I respect, admire, and appreciate what Adam Peltz does with his blog, MenuPages.com/Chicago; in some ways his aggregation and comments of reviews was what I originally had in mind for this blog. He does it a lot better than I could have done, and I'm happy to have the Eat Local beat. Anyways, Adam takes a little umbrage with the early reviews of Lao Beijing on LTHForum
Yes, editorkid, we agree with you. Newly opened restaurants should get a chance to get settled before they're reviewed, and the more influence a reviewer has, the more he or she should abide by this code of conduct. Unfortunately, it seems impossible to put the genie back into the bottle. LTHForum could establish a policy of not allowing reviews for restaurants less than a month old, say, but this is both unlikely to happen and almost beside the point, anyway. The rabid foodies of the Internet cannot be made to follow rules in the quest for information (and to be first).Nope. Count me as one who does not agree, nor with his commentor, editorkid who first raised the issue. It is basic. Commerce, if you charge for a meal, you should expect the customer to be satisfied. And you should be aware that someone is going to talk about it, online or off.
I'm all for cutting a restaurant some slack in its opening, to the extent that it needs slack, but I also do not believe the slack should stay hidden. With some places, as in the restaurant in question here, Lao Beijing, early eaters may be able to put the experience in context against the track record of the owner. So, for instance, G Wiv, who has eaten at other places owned by the owner of Lao Beijing expects things to improve. Perhaps. On the other hand, how can a restaurant improve if they do not get critical feedback. Also, first impressions, even mixed experiences, can drive traffic to a place. There's not much experience in Chicago with Northern or Beijing style Chinese food. Just hearing about meals at Lao Beijing will raise interest in this style of food and get people to try for themselves. Besides, foodies are gonna talk about their experiences whether they post it or not. Would not the restaurant, besides the public, be better that this chat take place in the open?

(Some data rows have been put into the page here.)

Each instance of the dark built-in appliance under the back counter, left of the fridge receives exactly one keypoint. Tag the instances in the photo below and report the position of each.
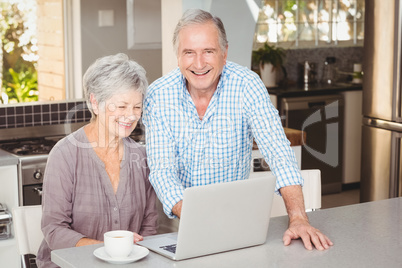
(321, 117)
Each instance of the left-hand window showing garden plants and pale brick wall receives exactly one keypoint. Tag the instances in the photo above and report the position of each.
(46, 35)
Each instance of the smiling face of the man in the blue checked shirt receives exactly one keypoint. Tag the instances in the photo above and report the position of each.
(200, 57)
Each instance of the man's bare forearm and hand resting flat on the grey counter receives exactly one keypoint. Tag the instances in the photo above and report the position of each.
(299, 226)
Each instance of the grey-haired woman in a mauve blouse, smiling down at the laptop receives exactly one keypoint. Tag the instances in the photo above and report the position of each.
(96, 179)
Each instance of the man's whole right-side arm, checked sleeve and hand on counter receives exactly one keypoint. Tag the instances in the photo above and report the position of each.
(273, 144)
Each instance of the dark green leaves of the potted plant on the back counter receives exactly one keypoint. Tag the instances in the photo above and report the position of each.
(269, 54)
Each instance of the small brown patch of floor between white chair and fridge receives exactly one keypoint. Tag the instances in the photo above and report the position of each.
(348, 197)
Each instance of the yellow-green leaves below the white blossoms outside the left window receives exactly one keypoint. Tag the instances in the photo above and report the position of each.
(22, 87)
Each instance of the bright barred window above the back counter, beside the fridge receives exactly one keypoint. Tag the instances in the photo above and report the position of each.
(310, 23)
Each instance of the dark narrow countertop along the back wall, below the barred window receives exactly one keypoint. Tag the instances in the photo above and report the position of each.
(313, 89)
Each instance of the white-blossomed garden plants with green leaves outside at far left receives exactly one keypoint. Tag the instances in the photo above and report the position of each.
(18, 51)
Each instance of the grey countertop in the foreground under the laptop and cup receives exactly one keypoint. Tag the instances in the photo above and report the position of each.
(364, 235)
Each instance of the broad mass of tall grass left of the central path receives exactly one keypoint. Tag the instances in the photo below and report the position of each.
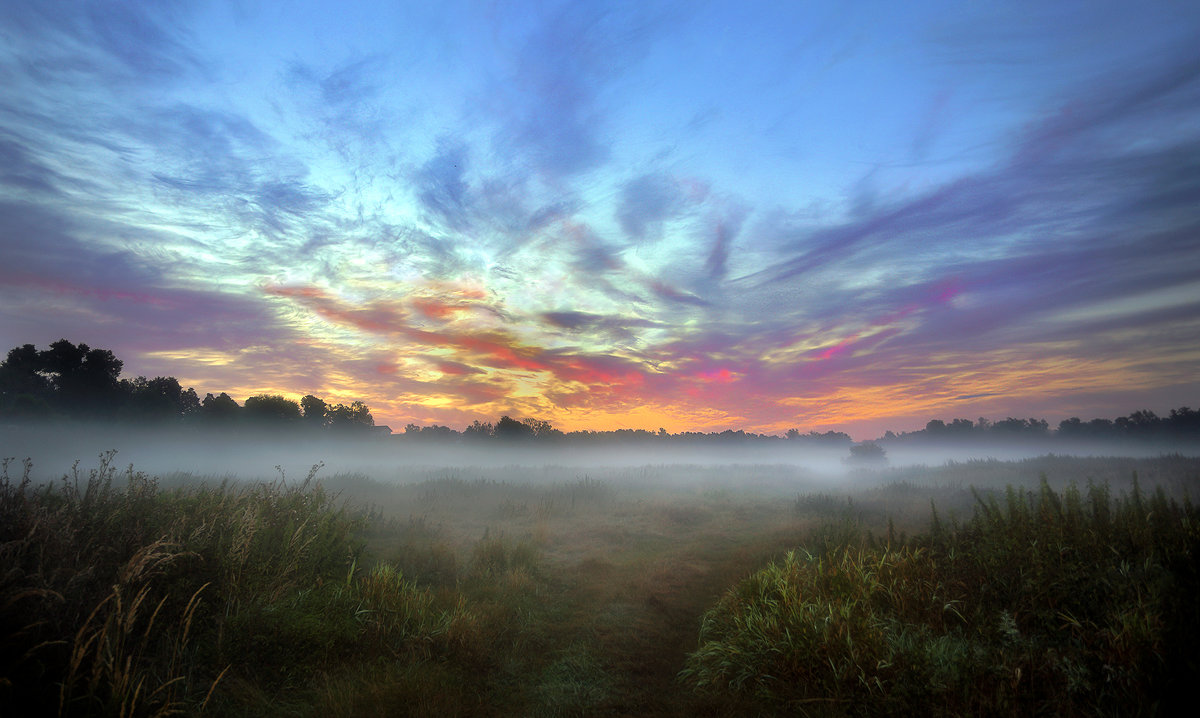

I surely concede that there can be problems if the reviewer does not inform the reader that the place is new, assuming, of course (and it's not always obvious) that they know it's a new place. Without such information, the reader cannot put the experience in the right context. Yet, the failure of some reviewers (and this is not the case cited) to best disclose does not mean that any and all first peek reviews should stop. Once a place is taking your money, they are fair game as far as I can see.